The SAT, however, historically has been a norm-referenced test that ranks students. “It provides predictive validity” to colleges about how students will perform, according to Stacy Caldwell, a vice president at The College Board.

The SAT has been undergoing an overhaul to align it with the CCSS, partner with Kahn Academy, and make other significant changes. When the new test is administered in spring 2016, Caldwell said she’s confident that the SAT program can meet higher education’s needs and provide teachers and students the comprehensive data they need to improve instruction. See a chart from Education Week showing how the new SAT will be aligned to CCSS.

Dianna Roberge-Wentzell, chief academic officer at the State Department of Education, said that Connecticut educators need the “formative piece to guide teacher decision making in the classroom.”

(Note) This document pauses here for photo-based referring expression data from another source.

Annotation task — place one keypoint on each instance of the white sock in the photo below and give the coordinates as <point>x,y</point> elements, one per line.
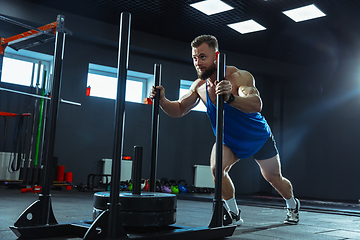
<point>290,203</point>
<point>231,203</point>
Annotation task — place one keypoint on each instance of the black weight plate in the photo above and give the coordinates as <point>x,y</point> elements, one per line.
<point>144,219</point>
<point>146,202</point>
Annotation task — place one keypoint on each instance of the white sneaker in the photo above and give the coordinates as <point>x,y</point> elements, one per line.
<point>292,215</point>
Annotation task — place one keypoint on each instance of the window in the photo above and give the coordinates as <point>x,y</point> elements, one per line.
<point>102,81</point>
<point>184,88</point>
<point>22,67</point>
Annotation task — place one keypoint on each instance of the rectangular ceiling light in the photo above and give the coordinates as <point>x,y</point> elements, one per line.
<point>304,13</point>
<point>247,26</point>
<point>210,7</point>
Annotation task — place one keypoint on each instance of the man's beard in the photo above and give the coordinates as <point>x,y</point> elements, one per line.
<point>207,73</point>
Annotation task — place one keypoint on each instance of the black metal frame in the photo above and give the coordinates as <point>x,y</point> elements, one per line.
<point>154,129</point>
<point>108,225</point>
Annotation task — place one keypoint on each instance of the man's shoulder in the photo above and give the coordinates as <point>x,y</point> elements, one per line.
<point>196,84</point>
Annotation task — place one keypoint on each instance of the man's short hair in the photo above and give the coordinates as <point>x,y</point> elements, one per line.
<point>210,40</point>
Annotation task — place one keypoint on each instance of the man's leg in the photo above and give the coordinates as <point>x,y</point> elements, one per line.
<point>271,171</point>
<point>228,190</point>
<point>229,158</point>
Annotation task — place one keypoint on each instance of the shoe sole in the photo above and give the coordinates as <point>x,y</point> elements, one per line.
<point>293,222</point>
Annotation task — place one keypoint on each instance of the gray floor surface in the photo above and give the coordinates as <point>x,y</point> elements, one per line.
<point>260,222</point>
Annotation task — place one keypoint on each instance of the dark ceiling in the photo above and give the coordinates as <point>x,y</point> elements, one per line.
<point>336,36</point>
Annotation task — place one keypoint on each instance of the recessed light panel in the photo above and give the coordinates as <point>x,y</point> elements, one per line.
<point>247,26</point>
<point>304,13</point>
<point>210,7</point>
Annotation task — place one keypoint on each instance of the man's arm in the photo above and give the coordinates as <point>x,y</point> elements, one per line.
<point>180,107</point>
<point>247,97</point>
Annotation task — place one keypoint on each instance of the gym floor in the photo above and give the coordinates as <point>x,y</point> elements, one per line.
<point>263,216</point>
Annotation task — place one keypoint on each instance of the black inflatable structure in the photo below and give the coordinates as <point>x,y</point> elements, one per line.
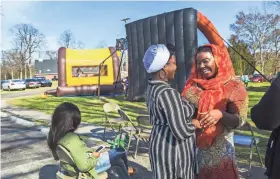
<point>177,27</point>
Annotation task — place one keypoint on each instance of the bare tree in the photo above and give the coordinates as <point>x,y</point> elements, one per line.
<point>27,40</point>
<point>11,64</point>
<point>52,55</point>
<point>102,44</point>
<point>254,29</point>
<point>67,40</point>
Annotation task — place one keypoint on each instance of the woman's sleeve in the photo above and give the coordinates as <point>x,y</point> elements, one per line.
<point>238,104</point>
<point>178,117</point>
<point>81,155</point>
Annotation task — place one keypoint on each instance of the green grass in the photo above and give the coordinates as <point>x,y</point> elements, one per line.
<point>255,92</point>
<point>92,112</point>
<point>54,85</point>
<point>91,107</point>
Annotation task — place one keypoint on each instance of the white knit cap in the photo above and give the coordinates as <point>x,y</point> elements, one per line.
<point>156,57</point>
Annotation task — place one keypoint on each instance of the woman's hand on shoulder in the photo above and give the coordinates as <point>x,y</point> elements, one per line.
<point>211,118</point>
<point>196,123</point>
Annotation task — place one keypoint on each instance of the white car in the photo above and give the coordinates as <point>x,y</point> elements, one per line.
<point>13,84</point>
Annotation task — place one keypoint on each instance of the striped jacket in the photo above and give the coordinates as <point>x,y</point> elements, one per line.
<point>172,141</point>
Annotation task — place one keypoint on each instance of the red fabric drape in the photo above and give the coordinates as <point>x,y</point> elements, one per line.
<point>213,95</point>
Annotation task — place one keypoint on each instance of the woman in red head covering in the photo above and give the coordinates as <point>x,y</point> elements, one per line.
<point>222,104</point>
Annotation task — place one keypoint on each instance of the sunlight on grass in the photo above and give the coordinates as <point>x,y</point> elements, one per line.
<point>92,112</point>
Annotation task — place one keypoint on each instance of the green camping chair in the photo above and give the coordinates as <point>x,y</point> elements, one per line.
<point>66,158</point>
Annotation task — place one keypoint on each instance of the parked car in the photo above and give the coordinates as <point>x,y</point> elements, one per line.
<point>257,78</point>
<point>32,83</point>
<point>40,79</point>
<point>13,85</point>
<point>46,83</point>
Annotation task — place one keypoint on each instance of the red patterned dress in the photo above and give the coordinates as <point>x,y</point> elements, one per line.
<point>216,154</point>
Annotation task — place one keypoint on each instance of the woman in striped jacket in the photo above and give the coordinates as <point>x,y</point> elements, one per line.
<point>172,141</point>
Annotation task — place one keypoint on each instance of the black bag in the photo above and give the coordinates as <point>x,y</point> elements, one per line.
<point>271,150</point>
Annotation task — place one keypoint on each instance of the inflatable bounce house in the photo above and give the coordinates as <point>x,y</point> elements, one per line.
<point>78,72</point>
<point>78,69</point>
<point>180,28</point>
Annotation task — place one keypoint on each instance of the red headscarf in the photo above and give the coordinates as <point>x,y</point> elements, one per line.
<point>214,94</point>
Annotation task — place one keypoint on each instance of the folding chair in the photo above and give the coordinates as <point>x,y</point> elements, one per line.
<point>66,158</point>
<point>133,130</point>
<point>248,141</point>
<point>111,108</point>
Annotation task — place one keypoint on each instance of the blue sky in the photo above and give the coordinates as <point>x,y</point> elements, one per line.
<point>92,22</point>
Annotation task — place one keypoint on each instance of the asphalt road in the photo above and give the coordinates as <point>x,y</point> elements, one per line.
<point>27,92</point>
<point>24,152</point>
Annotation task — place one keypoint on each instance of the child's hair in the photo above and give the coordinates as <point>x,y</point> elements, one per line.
<point>171,48</point>
<point>66,118</point>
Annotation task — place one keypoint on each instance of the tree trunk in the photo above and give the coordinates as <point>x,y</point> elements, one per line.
<point>25,74</point>
<point>262,62</point>
<point>30,71</point>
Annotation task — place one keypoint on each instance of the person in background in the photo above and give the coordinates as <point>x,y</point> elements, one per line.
<point>65,120</point>
<point>266,116</point>
<point>222,103</point>
<point>172,139</point>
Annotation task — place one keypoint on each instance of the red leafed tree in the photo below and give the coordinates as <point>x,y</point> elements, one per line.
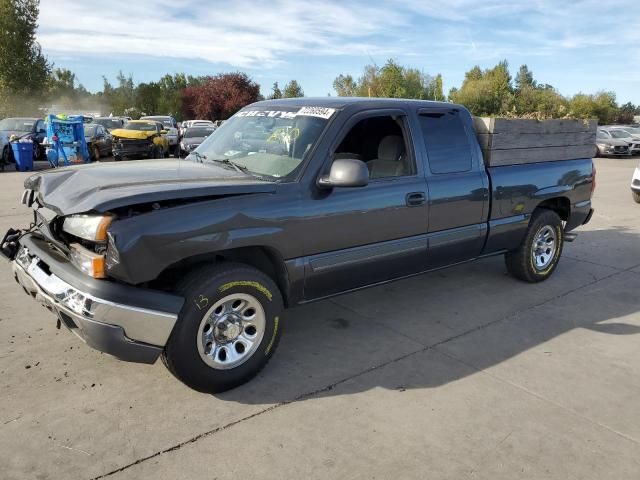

Blake Curwen, ACT Director of Client Relations, told the working group that his testing program began to be attentive to the CCSS as early as 2010, and he described his program as curriculum based with rich data.  “Our program provides direct links between what students have learned and what they are ready to learn next,” Curwen told the working group. Curwen said the ACT periodically surveys thousands of educators about what students should know and be able to do, and that information is used in test revision and validity examinations.

Since the CCSS are driving curriculum and instruction in Connecticut schools, it’s important that any new high school approach to testing be aligned closely with the CCSS.

The working group has requested more information from both The College Board and ACT. The group is tentatively scheduled to meet again on January 15, 2015.